How many computers did it take to bring down the credit card giants? It’s impossible to peg a precise number. But during the four weeks when Operation Payback was at its height, Gregg Housh says the LOIC was downloaded 60,000 times. Housh is 34 and lives in the Boston area, but he was born in Bedford and lived in North Texas until he was 16. He is intimately aware of how Anonymous works but says he doesn’t participate in any of its illegal activities. In the days following the attack on MasterCard, the task of explaining all the forgoing to reporters largely fell to him. He doesn’t mind speaking to the press and using his real name because, as an organizer of Project Chanology (he and a small group of collaborators posted that first Anonymous YouTube video with the clouds), his name became public in lawsuits filed by the Church of Scientology. Too, he spent three months in federal prison in his 20s for software piracy. Authorities are already well-acquainted with him.


“Everyone just knows that Gregg is willing to talk to The Man,” Housh says. “A lot of news organizations, the New York Times, don’t want to go with anonymous sources. They have policies against it.” On December 10, two days after Operation Payback hit MasterCard, Housh did 37 interviews. “I’ll tell you, man, I work from home, so it makes it a little easier for me to do that, but it was becoming too much. And in comes the cavalry, Barrett, to take some of the load.
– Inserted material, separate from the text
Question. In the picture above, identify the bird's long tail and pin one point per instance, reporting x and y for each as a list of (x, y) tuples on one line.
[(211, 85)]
That was nice.”


Housh met Brown online in February of last year, after Brown had written a story for the Huffington Post explaining Anonymous’ actions in Australia. The government there was attempting to ban three specific forms of internet pornography: small-breasted porn (deemed by the Australian Classification Board too similar to underage porn), female ejaculation (deemed to be a form of urination), and cartoon porn (duh). Anonymous, in response, launched Operation Titstorm, which included not only a DDoS attack that brought down the government’s main website, but a torrent of porn-related e-mails, faxes, and prank phone calls to government officials. In his HuffPo piece, Brown explained the larger context of Anonymous’ actions. After referring to William Gibson’s 1984 sci-fi novel, Neuromancer, which popularized the term “cyberspace,” Brown wrote the following in an essay titled “Anonymous, Australia, and the Inevitable Fall of the Nation-State”:


“Having taken a long interest in the subculture from which Anonymous is derived and the new communicative structures that make it possible, I am now certain that this phenomenon is among the most important and under-reported social developments to have occurred in decades, and that the development in question promises to threaten the institution of the nation-state and perhaps even someday replace it as the world’s most fundamental and relevant method of human organization.”


Bear in mind that Brown was talking about sending pictures of women with small boobs to government officials. In Australia.


“It was an interesting piece about nation-states and about their slow decline,” Housh says. “I found some of what he said to be quite outlandish and some of what he said to be quite interesting. You look at a few of these that are going on right now”—meaning Tunisia, Egypt, Libya, and others—“and he might have been a little prescient.”


Housh sent Brown an e-mail saying that he liked the Huffington Post piece and that Brown seemed to understand Anonymous better than most journalists who’d written on the topic.


Brown responded: “That’s because I am Anonymous.”